It is said that most people gamble at some point in their lives, but for some gambling can become a serious addiction. For the vast majority of people, gambling entails putting a bet on a sports match now and again or entering the weekly lottery draw. However, for a small proportion of gamblers, betting and playing games to win money can become a serious addiction, which can spiral out of control and affect their professional and social lives. In the UK, it is estimated that around 350,000 people are suffering from a gambling addiction. In recent years, the number of people experiencing problems with gambling has increased due to economic troubles associated with the global recession and an increase in the number of gambling outlets, it is thought.

There are some hints if you end up answering ‘yes’ to any of these questions: Do you take time off work to gamble? Are you in debt? Do you prioritise gambling over your family/friends/work/hobbies? Do you lie to others about your financial situation? Do you think about gambling a lot? Does your loved one become defensive or embarrassed when you ask them about gambling? Do they make excuses or lie about where they have been or how much money they have spent? Are they becoming increasingly secretive about money? Do they hide bank statements or leave them unopened? Ultimately, people who’ve fallen victim to a ‘fixed odds betting addiction’ will demonstrate the cardinal features of all addictive behaviours: tolerance to getting the ‘high’, and the need to avoid bad withdrawal symptoms from continued problem addictive behaviour.

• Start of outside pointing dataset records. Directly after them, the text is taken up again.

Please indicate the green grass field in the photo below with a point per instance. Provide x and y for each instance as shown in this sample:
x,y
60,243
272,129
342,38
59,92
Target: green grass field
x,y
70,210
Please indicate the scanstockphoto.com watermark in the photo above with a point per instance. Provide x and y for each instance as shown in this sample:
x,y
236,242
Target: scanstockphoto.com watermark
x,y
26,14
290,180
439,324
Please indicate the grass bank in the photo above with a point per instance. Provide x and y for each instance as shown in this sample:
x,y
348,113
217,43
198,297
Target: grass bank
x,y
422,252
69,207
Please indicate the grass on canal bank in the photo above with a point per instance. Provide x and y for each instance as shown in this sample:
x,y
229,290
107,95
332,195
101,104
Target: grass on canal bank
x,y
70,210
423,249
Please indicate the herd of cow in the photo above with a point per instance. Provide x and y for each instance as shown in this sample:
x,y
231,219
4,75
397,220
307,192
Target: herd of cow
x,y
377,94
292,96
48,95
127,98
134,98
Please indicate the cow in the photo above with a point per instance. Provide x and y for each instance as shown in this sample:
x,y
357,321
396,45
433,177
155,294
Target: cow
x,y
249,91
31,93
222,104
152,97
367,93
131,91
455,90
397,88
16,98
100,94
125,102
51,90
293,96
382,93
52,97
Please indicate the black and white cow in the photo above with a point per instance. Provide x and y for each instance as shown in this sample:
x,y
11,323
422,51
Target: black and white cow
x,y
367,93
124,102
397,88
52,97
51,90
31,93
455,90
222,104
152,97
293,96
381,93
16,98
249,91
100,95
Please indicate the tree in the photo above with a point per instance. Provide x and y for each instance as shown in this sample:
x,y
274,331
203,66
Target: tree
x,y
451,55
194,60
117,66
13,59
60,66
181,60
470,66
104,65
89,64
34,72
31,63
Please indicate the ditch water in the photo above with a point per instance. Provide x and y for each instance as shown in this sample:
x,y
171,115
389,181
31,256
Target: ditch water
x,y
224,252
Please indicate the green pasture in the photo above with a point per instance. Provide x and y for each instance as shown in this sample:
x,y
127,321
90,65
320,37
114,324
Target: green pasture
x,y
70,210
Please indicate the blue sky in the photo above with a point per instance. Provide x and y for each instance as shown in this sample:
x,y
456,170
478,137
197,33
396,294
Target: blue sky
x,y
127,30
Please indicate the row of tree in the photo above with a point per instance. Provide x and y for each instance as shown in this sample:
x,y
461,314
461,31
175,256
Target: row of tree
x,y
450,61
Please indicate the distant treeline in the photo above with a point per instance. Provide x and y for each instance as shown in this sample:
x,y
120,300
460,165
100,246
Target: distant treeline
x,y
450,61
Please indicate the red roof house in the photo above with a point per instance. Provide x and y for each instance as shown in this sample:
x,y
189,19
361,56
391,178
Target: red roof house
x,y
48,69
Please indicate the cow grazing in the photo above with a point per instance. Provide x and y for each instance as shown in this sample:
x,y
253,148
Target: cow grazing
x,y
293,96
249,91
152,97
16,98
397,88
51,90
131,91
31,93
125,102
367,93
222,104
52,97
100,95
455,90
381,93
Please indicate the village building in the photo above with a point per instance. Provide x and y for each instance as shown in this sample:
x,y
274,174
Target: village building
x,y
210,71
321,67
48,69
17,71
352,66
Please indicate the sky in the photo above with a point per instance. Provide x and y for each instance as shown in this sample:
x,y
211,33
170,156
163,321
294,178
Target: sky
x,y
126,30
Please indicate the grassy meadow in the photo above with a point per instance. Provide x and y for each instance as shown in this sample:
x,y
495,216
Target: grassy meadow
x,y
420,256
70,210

Conversely, the “nudge” or, more formally, libertarian paternalist approach has been high on the political agenda during the period of the currrent Government. The reason for the political popularity of nudging is that offers politicians a tool by which they can offer guidance, without enforcement, on individual behaviour change that is good for and, on reflection, preferred by, individuals themselves. Various nudge policies have been proposed to tackle obesity, and it is useful perhaps to consider why or how these have not worked well either.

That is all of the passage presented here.